The name of my performance, 7,581+People, derives from a statistic stating that 7,581 people slept rough in London at least once between April 2014 and March 2015, a number which has been ever increasing since. I included this statistic in my performance as I wanted my audience to be aware of the extent that homelessness has become an issue which has increasingly gotten worse over the past couple of years. The line in my performance read:
Did you know that 7,581 people slept rough in London at least once between April 2014 and March 2015 and that figure has been ever increasing since…It’s crazy isn’t it, especially for me to think that so many people are in the same position as I am… lonely and afraid and just trying to survive another day
When receiving feedback from my peers after my performance, many of them discussed how this line was one of their favourites of the entire performance, as it emphasised to them just how many people had no other option but to sleep on the streets.

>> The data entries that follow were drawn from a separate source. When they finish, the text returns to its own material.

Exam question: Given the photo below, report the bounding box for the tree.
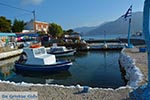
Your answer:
[12,19,25,32]
[49,23,63,37]
[0,16,11,32]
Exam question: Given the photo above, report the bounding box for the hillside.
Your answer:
[75,12,143,35]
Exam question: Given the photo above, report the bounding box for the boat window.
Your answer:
[34,48,45,55]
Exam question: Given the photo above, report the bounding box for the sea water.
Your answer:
[0,51,126,88]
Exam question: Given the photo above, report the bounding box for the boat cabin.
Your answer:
[23,47,56,65]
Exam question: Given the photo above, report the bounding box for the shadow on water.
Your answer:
[0,51,126,88]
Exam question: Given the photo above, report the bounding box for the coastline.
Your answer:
[0,47,147,100]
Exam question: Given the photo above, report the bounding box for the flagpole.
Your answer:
[130,0,150,100]
[127,6,133,48]
[127,18,133,48]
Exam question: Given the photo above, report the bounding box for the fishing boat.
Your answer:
[47,45,76,57]
[15,46,72,74]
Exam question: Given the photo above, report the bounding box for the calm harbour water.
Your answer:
[0,51,126,88]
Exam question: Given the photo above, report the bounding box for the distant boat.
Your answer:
[47,45,76,56]
[15,46,72,74]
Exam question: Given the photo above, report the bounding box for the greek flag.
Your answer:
[121,5,132,19]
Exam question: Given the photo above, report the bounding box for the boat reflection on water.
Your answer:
[9,71,71,84]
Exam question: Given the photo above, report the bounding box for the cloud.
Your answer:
[21,0,44,5]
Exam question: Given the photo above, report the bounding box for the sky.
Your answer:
[0,0,144,30]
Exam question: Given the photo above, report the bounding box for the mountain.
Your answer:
[74,12,143,35]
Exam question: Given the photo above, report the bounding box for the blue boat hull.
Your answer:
[15,61,72,73]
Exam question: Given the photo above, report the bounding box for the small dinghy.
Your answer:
[15,46,72,73]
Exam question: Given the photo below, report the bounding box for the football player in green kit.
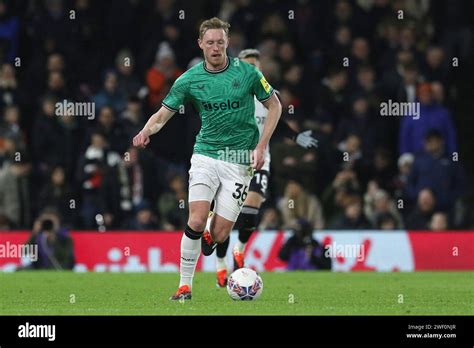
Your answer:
[133,17,281,300]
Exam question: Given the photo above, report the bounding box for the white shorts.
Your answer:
[189,154,253,222]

The concept of my performance was to show ‘a day in the life’ of a homeless woman, the character I created was quite happy and smiley and appeared to be in a good mood, however as the performance went on I wanted to showcase the fact that perhaps she wasn’t so happy and that it was all a front to help her to cope with the painful life that she leads. Breaking character to speak 2 separate testimonies at different points in my performance allowed the audience to hear what it is like to be homeless from a first person perspective. I wanted my performance to be thought-provoking, giving audience members an insight in to difficult being homeless is, not just in winter but in the summer too.
I developed the idea for my piece from an exercise which we did in the very first week of workshops. When I first came up with the idea it was very rough and lacked detail. As the workshops went on, I began to realise that the little story that I devised in the first exercise of the module was something that I wanted to explore further and possibly turn in to a solo performance. I went over the notes that I made regarding this exercise and began to see where I could expand on the idea further. I began to research in to the work of Anna Deavere Smith, which inspired me to use include testimonies in my performance, as I found that verbatim theatre was a good way of portraying ‘tabboo’ subjects on stage. I didn’t want to be distasteful or disrespectful in my portrayal of a homeless character and therefore began to look at ways that this could be avoided.

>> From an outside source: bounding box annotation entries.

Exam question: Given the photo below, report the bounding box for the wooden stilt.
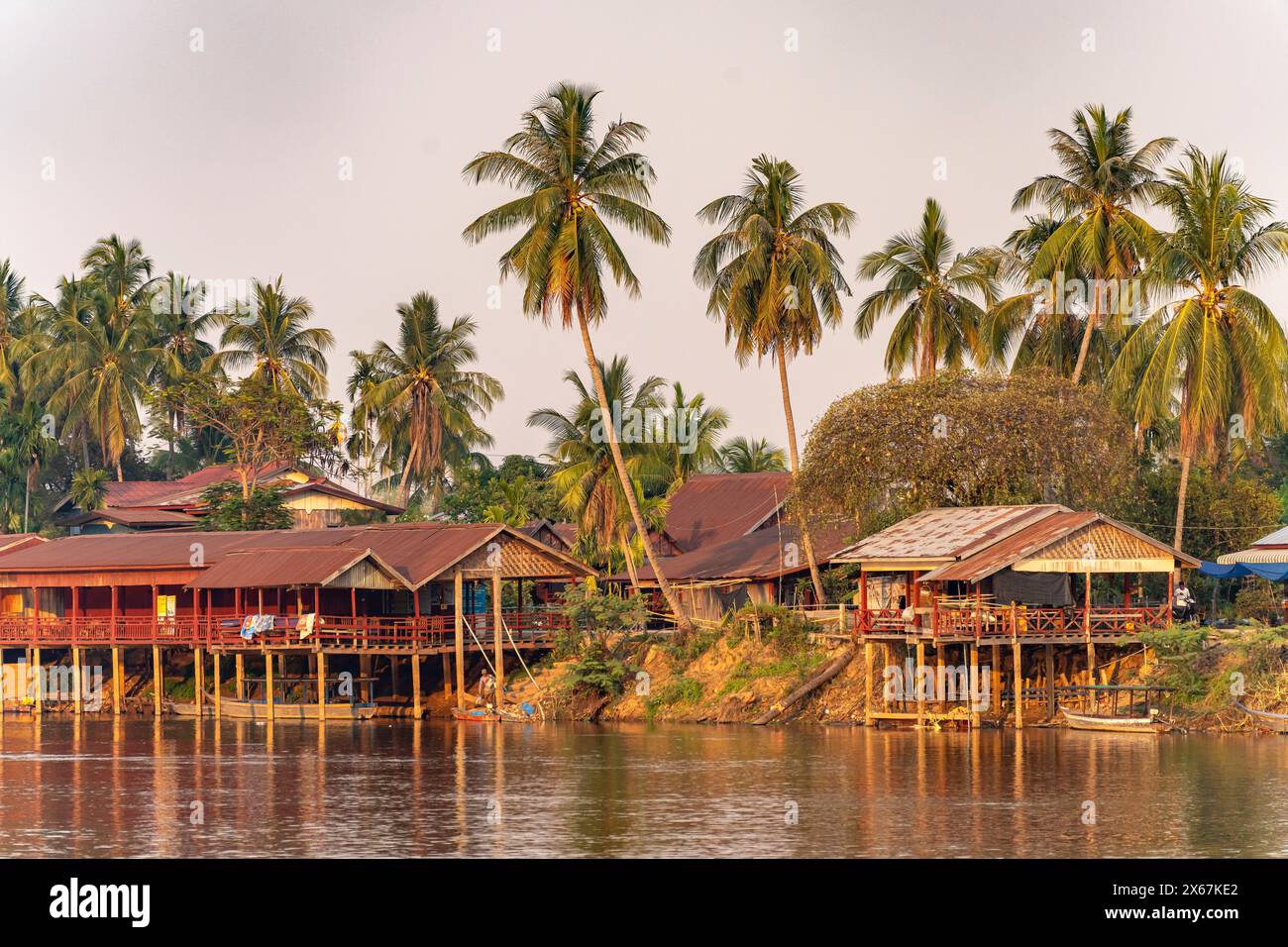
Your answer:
[112,648,125,716]
[152,644,164,717]
[411,653,420,720]
[192,648,206,720]
[318,651,326,720]
[863,640,877,727]
[1012,638,1024,730]
[452,570,465,710]
[265,655,273,721]
[492,571,505,708]
[912,638,926,727]
[1046,644,1056,720]
[72,648,81,716]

I found that improvising little scenes and then turning these scenes in to script once I was happy with them, meant that the script writing process was much easier and enjoyable for me. Devising a script in this way also allowed me to have a better understanding of what action would work on stage, before writing the lines down.

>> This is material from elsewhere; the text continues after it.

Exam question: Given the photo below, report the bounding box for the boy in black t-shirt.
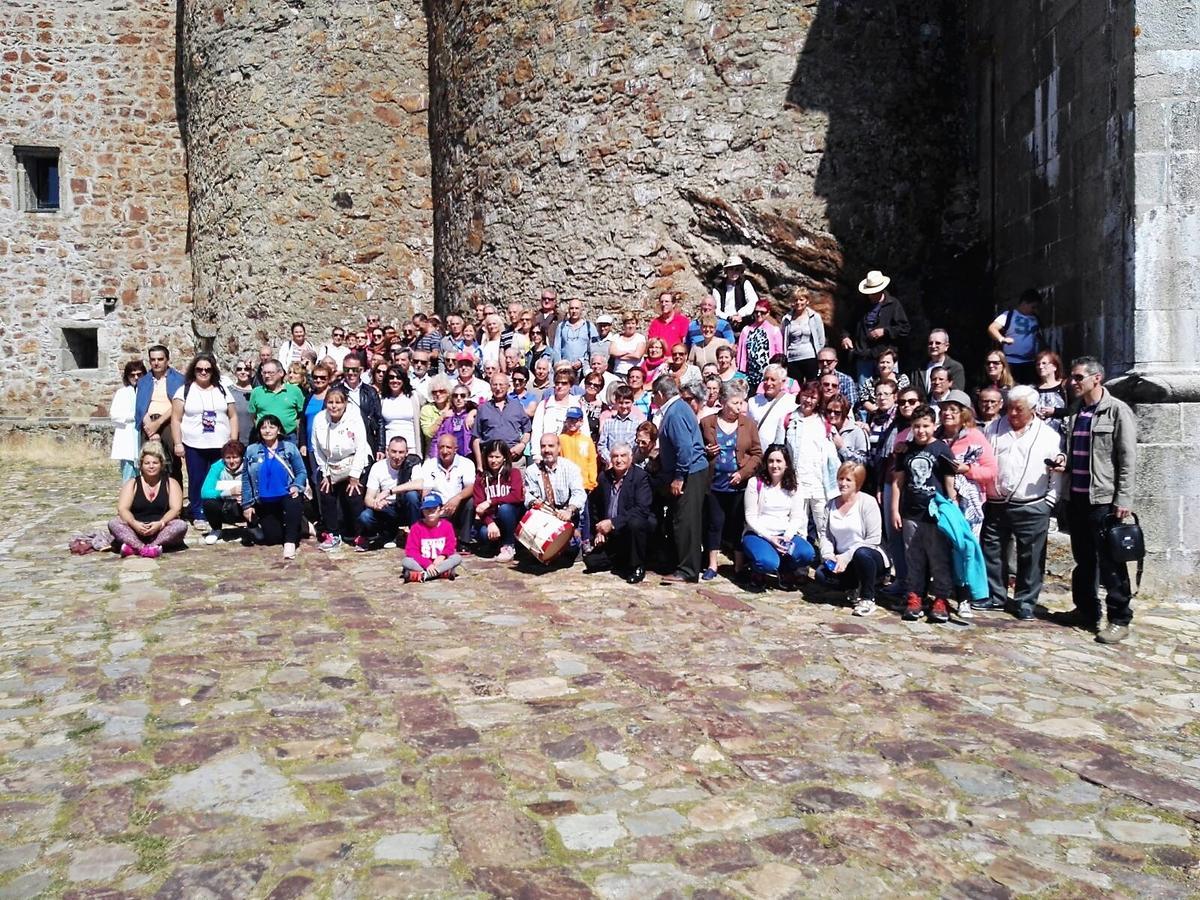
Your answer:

Once I had the script written, I tried rehearsing it in various different ways, speaking with different tones and at different paces, playing around with the script until I found a way which worked for me. My tech rehearsal and meetings with Martin really helped to take my piece in the direction that I thought best, allowing me to view my show as a performance instead of a script. I continued to push and develop my character right up until my performance, where I attempted to portray this character the story of my piece in the best way yet.
Receiving feedback from my peers after my performance was amazing, 7,581+ People is the first solo performance I have ever done, excluding monologues, and also the first script I have ever written and so to receive positive feedback from my audience members made me extremely happy. If I were to sit this module again, I think that the one thing I would change about the process of developing my performance would be to show it to people earlier and more frequently. I think that receiving feedback guided me most when devising this performance and if I were to have received more feedback from my housemates, peers and spectators in general, then my solo performance could have advanced much sooner in the rehearsal process, creating a performance that was both entertaining to an audience and politically driven, this is a balance that verbatim playwright’s, such as Anna Deavere Smith, must take in to consideration when devising a verbatim piece of theatre.
7,581+ People is a performance that I will always be proud of, however I feel as though with more rehearsal time and feedback, it could turn in to a show which has the ability to spark a change in society, surrounding the issue of homelessness.